ファインダーズキーパーズ(下書き).jpg
さて、今回は画面右側の大きな樹の足元にポッカリと真っ暗なウロが描かれておりますが、一体ここに何がいる(ある)のでしょう?
昔からのキングファンならばすぐに『IT』などを連想するでしょう。
村上春樹ファンなら『ヤミクロ』とか『リトルピープル』なんかを思い浮かべるかもしれませんね。

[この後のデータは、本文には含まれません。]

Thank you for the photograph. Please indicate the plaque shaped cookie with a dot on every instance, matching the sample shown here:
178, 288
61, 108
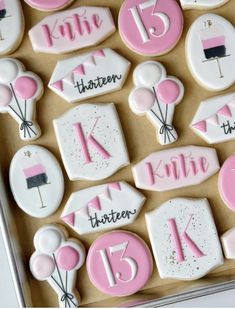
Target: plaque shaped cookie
89, 75
184, 239
72, 29
56, 260
215, 119
210, 52
11, 17
202, 4
102, 207
156, 95
36, 181
91, 141
19, 92
175, 168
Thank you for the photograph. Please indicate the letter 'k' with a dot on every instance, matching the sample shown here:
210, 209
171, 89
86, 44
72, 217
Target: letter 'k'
89, 140
185, 237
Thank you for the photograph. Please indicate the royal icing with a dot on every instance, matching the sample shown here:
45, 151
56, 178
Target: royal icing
202, 4
102, 207
19, 92
155, 95
56, 260
11, 17
48, 5
226, 182
119, 263
184, 239
72, 29
210, 52
89, 75
228, 241
150, 27
36, 181
91, 141
215, 119
175, 168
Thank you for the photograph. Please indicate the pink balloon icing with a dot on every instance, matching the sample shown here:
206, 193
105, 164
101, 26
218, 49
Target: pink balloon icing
42, 266
25, 87
143, 99
5, 96
67, 258
168, 91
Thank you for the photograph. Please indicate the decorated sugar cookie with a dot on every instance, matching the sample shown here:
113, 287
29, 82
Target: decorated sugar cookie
119, 263
175, 168
215, 119
202, 4
210, 52
226, 182
184, 239
56, 260
150, 27
19, 92
72, 29
11, 17
155, 95
48, 5
36, 181
91, 141
228, 242
89, 75
102, 207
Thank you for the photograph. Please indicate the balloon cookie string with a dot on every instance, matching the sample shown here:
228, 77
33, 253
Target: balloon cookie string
166, 128
26, 124
67, 298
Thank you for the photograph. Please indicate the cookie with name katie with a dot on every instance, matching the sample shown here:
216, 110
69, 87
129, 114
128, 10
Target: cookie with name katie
102, 207
11, 17
210, 52
184, 239
119, 263
89, 75
155, 95
20, 90
91, 141
73, 29
48, 5
215, 119
202, 4
56, 260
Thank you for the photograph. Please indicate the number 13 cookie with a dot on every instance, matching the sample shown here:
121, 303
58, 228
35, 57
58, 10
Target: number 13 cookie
151, 27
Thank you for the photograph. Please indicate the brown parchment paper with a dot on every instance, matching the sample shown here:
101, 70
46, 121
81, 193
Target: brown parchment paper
141, 141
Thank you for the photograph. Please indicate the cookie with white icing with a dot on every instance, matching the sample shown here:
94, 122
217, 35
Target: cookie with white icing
73, 29
91, 141
215, 119
89, 75
102, 207
210, 52
11, 17
36, 181
20, 90
184, 239
155, 95
56, 260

ただ、今回の小説はホラーとかダークファンタジーの類ではなく純粋なミステリーです。
 「ファインダーズ・キーパーズ」は昨年出たキング初のミステリー小説にしてエドガー賞を受賞した「ミスター・メルセデス」の続き。
警察を退職した刑事ホッジスが活躍するホッジス・トリロジー(ホッジス三部作)の真ん中にあたるもので、ファインダーズ・キーパーズとはホッジス、ホリー、ジェロームのデコボココンビが開業した探偵事務所の名前なのです。
ファインダーズ・キーパーズWEB用.jpg 
簡単に内容を説明しますと、前回のミスター・メルセデスでは早朝、職を求めてハローワークの様なところに並ぶ人達の列にグレーのメルセデスが突っ込んで多くの死者とけが人を出しました。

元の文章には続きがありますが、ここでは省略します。